Donald Trump
The inexorable rise, for two decades, of racism and xenophobia, coupled with the hatred of LGBT people, the hatred of knowledge, of culture or even of ecology accused of being punitive, marked by the electoral triumph of Trump in the States -United, puts an end to a period which extended from the 50s and 60s to the turn of the 21st century.
This five-decade interlude will remain as a singular era, almost an anomaly, in the chaotic and cruel history of humanity, particularly of so-called democratic Western societies. At the end of two devastating world wars during which men gave free rein to the most devastating instincts, to the most destructive hatreds, a burst of humanity led to this period of 50 years during which xenophobia, hatred of the different, have given way to a little more tolerance, empathy or sociability between human beings. Never again, said the generations who had experienced the horrors of the first half of the 20th century and their children. And despite some detestable regional upheavals in the Balkans or elsewhere, this post-world war period will remain, for the first time in the history of “civilized” humanity, as an interlude where human beings of the same race, same culture, same way of life and same religions did not kill each other too much and showed enough mutual tolerance to live in community.
Because finally, what is the history of humanity if not an uninterrupted litany of killings and massacres? Tribal wars of prehistory, Egyptian, Persian, Greek or Roman colonizations of antiquity, feudal rivalries of the Middle Ages, wars of religion, conquest of the new world with the almost total extermination of the natives, more recently the bloody constitution of the Ottoman, Russian or Japanese empire, revolutionary massacres and Napoleonic exactions, slavery and the killings of blacks in America or South Africa, the list of massacres is far from exhaustive.
Relations between individuals obeyed the same deadly logic of domination: that of the predominance of men over women confined to domestic tasks, to motherhood, excluded from the right to vote and from any decision-making role in political bodies and even in social relations. That of the wealthy over the working masses. That of religious intransigence which has caused so much fear, death and exile. That of institutionalized homophobia. And many other relationships of enslavement and domination.

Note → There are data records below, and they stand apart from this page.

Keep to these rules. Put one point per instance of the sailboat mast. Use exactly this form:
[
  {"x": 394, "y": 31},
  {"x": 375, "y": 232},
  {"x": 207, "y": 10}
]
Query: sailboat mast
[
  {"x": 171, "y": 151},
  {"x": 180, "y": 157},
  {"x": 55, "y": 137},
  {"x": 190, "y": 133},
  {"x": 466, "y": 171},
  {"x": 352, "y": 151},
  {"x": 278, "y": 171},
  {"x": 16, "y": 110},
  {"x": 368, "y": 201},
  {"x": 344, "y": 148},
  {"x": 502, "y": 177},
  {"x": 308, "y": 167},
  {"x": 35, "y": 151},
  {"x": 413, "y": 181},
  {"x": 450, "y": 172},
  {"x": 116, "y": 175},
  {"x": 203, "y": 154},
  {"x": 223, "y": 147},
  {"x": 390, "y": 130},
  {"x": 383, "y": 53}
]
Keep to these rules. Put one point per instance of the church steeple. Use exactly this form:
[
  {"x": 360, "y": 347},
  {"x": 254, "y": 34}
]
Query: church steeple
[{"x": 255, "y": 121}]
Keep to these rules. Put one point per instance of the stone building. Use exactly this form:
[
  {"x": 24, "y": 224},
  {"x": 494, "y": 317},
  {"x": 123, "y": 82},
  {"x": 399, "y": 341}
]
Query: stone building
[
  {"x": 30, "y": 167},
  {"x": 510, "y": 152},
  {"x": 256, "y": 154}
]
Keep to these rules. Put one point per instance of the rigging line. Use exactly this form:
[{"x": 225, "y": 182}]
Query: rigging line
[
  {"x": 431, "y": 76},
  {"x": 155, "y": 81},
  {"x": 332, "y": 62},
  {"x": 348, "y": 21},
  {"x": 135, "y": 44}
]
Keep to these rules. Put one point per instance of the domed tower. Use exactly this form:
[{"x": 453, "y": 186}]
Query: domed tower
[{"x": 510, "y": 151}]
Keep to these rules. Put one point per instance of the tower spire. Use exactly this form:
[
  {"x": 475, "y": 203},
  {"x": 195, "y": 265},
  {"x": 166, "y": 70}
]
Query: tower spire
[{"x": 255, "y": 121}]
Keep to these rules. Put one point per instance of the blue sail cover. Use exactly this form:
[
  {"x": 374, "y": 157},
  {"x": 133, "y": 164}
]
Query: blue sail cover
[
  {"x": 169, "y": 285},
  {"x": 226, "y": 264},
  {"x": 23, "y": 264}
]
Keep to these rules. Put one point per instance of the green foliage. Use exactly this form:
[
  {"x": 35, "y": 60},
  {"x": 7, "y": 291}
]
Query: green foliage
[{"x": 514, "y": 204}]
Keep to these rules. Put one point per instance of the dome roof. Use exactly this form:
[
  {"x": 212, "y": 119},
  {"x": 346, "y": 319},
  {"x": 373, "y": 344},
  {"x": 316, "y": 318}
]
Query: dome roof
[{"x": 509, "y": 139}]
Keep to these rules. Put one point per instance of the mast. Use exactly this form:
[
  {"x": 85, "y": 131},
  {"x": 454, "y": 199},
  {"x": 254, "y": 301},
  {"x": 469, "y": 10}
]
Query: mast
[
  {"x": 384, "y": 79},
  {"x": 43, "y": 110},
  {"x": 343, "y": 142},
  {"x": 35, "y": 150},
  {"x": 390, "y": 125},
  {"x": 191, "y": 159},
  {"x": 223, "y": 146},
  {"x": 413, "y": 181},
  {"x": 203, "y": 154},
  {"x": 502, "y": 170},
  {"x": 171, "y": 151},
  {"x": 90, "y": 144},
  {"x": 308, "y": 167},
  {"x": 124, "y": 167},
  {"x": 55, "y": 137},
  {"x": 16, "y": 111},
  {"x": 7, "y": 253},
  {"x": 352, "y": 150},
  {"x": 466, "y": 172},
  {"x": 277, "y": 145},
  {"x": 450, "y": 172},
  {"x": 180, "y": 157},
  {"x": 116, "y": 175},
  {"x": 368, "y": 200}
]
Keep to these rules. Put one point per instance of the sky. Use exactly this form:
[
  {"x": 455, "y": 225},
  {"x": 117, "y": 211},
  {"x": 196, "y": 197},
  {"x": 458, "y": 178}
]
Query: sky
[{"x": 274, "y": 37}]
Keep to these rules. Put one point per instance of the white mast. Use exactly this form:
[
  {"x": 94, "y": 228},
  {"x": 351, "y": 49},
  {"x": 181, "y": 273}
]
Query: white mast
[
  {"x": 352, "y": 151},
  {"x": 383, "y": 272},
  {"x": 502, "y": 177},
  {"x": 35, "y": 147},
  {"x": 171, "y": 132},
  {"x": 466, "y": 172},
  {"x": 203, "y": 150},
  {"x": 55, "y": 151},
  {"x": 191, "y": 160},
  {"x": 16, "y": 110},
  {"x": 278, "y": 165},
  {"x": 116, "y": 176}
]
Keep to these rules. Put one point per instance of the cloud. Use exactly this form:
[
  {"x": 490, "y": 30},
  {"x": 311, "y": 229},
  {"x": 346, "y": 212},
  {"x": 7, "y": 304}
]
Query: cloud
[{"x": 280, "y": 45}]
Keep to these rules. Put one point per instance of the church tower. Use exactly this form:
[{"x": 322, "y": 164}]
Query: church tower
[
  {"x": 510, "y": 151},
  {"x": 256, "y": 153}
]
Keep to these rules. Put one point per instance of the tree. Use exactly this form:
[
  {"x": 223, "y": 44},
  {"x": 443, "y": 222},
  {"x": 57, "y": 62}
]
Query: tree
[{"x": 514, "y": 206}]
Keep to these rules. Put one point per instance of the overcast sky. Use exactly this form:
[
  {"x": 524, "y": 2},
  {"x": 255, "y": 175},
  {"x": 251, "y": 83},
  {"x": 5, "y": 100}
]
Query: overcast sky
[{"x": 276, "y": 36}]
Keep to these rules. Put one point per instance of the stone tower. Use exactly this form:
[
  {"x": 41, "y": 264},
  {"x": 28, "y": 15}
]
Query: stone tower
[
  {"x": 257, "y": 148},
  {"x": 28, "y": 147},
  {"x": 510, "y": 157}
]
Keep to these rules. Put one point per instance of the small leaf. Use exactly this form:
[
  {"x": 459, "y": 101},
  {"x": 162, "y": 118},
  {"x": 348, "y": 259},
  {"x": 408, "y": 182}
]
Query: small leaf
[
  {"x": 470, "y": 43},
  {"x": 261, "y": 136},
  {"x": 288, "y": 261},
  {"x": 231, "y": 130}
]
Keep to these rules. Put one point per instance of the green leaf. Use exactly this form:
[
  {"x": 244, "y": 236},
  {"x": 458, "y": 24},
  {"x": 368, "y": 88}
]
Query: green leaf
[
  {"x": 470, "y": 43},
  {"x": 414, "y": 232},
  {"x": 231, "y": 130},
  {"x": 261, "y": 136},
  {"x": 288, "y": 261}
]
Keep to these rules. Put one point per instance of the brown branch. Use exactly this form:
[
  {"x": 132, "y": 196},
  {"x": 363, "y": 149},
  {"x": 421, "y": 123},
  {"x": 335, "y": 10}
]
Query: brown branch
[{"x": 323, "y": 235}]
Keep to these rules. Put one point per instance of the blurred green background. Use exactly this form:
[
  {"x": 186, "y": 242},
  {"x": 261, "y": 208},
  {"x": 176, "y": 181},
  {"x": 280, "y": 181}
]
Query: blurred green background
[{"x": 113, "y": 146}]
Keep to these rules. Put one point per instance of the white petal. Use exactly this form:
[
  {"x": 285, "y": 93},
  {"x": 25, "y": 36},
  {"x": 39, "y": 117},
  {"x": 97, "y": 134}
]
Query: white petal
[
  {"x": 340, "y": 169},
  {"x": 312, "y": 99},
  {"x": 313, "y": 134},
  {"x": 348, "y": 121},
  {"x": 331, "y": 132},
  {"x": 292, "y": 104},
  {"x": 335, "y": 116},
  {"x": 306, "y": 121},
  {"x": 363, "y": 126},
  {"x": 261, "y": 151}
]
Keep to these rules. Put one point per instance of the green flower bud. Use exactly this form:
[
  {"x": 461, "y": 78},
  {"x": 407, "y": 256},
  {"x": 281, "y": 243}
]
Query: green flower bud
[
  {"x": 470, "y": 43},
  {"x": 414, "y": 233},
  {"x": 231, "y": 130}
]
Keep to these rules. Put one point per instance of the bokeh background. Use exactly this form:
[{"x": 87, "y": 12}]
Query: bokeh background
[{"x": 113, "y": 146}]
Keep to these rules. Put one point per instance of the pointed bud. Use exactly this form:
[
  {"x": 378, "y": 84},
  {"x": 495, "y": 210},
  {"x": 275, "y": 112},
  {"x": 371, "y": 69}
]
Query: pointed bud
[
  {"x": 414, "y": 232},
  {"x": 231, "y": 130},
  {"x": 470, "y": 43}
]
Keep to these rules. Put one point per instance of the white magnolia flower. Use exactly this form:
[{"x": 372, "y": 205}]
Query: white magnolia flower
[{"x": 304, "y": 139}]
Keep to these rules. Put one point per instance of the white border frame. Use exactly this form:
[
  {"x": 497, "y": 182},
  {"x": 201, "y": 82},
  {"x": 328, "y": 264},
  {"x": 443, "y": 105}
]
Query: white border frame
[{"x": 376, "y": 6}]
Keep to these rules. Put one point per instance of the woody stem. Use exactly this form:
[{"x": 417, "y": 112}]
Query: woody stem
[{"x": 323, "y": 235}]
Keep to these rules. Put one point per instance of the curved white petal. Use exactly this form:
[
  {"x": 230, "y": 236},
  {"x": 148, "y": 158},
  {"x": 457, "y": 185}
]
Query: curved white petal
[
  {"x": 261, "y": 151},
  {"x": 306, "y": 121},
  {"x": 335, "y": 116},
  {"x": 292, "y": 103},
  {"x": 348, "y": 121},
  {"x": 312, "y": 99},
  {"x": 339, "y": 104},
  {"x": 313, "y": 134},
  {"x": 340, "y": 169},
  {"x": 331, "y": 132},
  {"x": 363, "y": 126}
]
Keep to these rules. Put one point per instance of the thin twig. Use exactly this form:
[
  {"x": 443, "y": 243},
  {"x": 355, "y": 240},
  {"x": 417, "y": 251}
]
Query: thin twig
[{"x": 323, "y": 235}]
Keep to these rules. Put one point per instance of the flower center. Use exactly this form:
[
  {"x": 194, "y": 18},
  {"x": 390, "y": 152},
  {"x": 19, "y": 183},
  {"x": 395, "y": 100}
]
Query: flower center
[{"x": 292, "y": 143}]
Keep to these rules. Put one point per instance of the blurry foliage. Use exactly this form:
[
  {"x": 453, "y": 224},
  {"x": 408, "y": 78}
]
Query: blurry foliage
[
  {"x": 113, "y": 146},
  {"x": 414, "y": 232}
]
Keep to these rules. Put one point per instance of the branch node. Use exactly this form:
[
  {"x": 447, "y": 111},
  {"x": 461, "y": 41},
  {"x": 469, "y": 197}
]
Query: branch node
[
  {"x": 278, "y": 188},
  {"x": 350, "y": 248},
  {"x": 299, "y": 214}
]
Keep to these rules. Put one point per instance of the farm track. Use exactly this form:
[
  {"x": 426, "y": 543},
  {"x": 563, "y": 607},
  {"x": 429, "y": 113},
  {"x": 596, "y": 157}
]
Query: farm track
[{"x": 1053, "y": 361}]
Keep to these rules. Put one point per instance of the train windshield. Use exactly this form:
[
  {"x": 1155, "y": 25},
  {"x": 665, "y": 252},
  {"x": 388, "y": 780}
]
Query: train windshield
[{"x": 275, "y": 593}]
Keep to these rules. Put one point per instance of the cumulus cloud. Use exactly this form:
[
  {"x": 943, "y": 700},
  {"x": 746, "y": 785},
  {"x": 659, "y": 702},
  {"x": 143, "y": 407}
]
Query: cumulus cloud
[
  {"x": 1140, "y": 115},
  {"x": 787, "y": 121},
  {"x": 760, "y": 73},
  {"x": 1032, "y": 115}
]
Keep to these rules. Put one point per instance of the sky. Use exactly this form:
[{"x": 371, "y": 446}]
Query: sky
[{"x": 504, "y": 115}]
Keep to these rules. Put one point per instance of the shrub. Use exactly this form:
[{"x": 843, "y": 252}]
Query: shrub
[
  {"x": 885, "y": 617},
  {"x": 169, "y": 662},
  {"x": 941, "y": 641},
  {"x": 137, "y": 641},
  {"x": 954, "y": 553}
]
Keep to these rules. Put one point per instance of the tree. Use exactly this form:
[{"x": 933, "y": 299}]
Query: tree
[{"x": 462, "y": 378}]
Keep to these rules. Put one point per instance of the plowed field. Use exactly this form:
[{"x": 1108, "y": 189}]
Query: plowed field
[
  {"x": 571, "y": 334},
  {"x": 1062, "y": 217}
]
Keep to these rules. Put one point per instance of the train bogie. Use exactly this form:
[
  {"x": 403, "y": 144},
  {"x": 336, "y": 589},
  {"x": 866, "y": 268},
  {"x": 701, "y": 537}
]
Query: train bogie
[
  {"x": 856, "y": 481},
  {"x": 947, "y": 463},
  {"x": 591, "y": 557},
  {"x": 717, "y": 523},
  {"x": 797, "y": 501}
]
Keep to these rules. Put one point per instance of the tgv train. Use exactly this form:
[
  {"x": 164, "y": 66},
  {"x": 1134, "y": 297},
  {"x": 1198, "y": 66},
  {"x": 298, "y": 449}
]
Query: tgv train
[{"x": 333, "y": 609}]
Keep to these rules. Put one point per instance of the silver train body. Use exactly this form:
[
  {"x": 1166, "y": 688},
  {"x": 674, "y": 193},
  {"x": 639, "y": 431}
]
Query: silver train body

The interlude during which murderous instincts and ostracisms were somewhat subdued, where the “consciousness of the collective” as Marcel Gauchet said somewhat prevailed, is over. As the generations who experienced the horrors of the world wars and those who heard about them directly disappear, as the feeling of guilt fades, the baser instincts, the most detestable postures take over: homophobia, racism, anti-Semitism, xenophobia, hatred of culture and knowledge, hatred of democracy and the appetite for dictatorships, the cult of the strong man and contempt for the woman. In short, history resumes its course. In an unbridled way.
Restraint, moderation, tolerance have become dirty words. Make way for individualism, for personal success at all costs, for unbridled financial logic, for unbridled capitalism which enriches the rich and impoverishes the poor. Let no one talk to us anymore about empathy, collective solidarity or interpersonal mutual assistance. These are considerations of the weak and those on welfare.